The five of us stood amid the abandoned bags and the posters for ‘Sailor Suits — Young Boys Will Appreciate Them This Weather’ and ‘Ebor Lemonade — The Drink That Refreshes’.
A half-minute passed.
‘I said give it over,’ repeated the Chief, and his voice echoed about the brick arches, the fourteen platforms and the like number of lines. I heard a distant clunk, and, looking towards the great signal gantry beyond the north end, I saw that all the levers had been set at stop. To my knowledge, they had never all said the same thing before, and it meant word had reached the mighty signal box that controlled the station and hung suspended over the main ‘up’. The signallers would all be in there, but moving about on their knees, below the line of the windows.
I looked again beyond the station end.
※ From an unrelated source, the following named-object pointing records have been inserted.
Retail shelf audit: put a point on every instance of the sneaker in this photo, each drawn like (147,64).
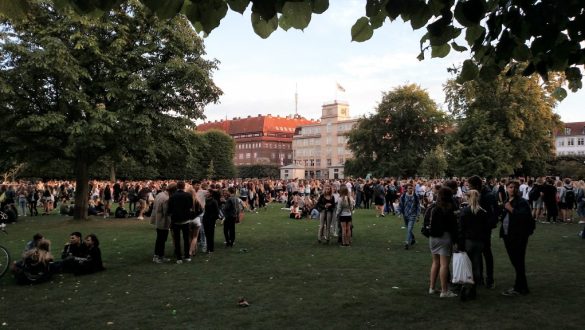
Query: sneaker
(448,294)
(510,293)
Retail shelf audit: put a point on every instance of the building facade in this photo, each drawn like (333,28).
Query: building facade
(571,139)
(262,139)
(320,149)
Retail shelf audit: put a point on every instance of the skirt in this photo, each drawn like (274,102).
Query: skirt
(441,245)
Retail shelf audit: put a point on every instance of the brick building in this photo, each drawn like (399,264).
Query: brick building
(262,139)
(571,139)
(320,149)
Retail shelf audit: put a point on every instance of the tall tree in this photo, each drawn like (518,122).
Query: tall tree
(78,89)
(549,34)
(394,140)
(505,126)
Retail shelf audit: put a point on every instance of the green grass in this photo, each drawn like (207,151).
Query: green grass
(289,280)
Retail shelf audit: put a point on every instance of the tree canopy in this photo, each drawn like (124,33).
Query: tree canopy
(81,89)
(505,126)
(548,34)
(394,140)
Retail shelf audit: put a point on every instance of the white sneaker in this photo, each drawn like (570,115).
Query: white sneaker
(448,294)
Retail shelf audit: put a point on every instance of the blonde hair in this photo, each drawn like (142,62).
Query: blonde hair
(473,200)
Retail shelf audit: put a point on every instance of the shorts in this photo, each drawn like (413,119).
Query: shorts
(345,218)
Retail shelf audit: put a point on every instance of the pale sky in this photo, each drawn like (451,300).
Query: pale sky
(258,76)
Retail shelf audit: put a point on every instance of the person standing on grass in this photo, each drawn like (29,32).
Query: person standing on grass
(379,198)
(488,202)
(210,216)
(344,214)
(474,231)
(517,226)
(160,219)
(326,207)
(231,212)
(410,209)
(443,233)
(180,205)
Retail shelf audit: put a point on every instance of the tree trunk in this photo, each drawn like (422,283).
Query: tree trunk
(112,173)
(81,190)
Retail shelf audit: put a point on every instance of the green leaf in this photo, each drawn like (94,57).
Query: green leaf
(395,7)
(440,51)
(457,47)
(469,71)
(297,14)
(473,33)
(377,20)
(211,12)
(361,30)
(560,93)
(319,6)
(283,23)
(238,6)
(164,9)
(521,53)
(264,28)
(489,72)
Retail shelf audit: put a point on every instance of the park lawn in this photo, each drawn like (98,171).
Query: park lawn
(289,279)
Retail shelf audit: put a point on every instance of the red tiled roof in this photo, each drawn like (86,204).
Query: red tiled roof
(257,124)
(577,128)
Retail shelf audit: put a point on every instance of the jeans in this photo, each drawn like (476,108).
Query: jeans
(177,229)
(161,240)
(324,223)
(229,230)
(209,229)
(489,263)
(409,224)
(516,248)
(474,250)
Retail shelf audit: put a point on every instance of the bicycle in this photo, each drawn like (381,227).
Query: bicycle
(4,255)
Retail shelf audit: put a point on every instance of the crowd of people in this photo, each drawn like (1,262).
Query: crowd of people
(461,215)
(79,256)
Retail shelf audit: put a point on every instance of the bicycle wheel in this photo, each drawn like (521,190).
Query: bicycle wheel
(4,260)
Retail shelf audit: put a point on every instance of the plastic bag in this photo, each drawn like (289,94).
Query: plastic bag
(462,272)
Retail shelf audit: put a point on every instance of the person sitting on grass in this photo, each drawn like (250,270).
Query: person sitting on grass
(295,212)
(73,250)
(36,265)
(121,212)
(91,262)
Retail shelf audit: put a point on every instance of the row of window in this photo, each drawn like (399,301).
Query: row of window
(570,142)
(254,155)
(269,145)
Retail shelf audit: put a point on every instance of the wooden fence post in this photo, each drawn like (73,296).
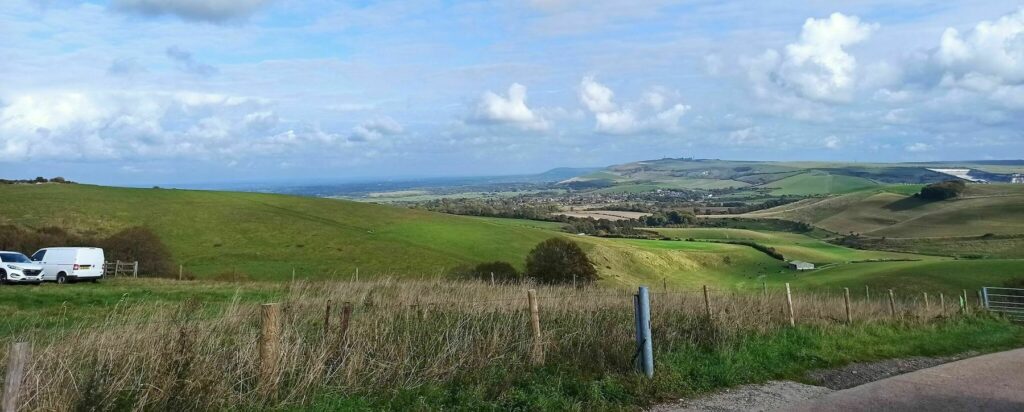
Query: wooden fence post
(327,319)
(707,302)
(846,298)
(269,348)
(346,317)
(788,303)
(17,358)
(892,303)
(537,356)
(964,303)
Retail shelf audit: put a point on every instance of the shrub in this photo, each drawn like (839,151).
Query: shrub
(942,190)
(503,272)
(559,260)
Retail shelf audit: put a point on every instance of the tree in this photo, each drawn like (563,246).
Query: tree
(559,260)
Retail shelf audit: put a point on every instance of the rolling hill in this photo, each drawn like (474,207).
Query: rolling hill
(777,178)
(266,236)
(996,209)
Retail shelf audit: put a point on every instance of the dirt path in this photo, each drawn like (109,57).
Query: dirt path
(987,382)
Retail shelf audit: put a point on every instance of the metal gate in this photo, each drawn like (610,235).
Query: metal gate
(1008,301)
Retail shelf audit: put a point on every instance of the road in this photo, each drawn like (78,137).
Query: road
(990,382)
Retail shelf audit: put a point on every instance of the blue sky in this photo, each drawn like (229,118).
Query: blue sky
(177,91)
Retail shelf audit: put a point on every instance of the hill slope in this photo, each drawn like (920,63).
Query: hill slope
(778,178)
(265,236)
(983,209)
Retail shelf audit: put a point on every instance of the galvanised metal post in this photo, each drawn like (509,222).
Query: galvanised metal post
(646,349)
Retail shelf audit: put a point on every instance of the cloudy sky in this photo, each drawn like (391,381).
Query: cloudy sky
(177,91)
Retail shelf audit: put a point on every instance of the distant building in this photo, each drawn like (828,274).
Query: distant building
(801,265)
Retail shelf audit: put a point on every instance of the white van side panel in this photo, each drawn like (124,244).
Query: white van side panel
(64,259)
(90,261)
The signals resembled so many soldiers with shouldered arms. Out there in the great unroofed world, passing trains were setting cornfields ablaze, signal boxes were catching fire for no good reason and all kind of trouble was brewing: the miners were out, the dockers were out and the great heat had been given as the cause of many suicides. The ancient city of York itself had become a kind of Turkish bath.
The gunman was in fits now, pointing and repointing the revolver at the Chief. He looked the part of an ink-spiller — it ought to have been a fountain pen and not a revolver that rested there in his hand. The Chief stood three feet before him, one ruffian to either side of him.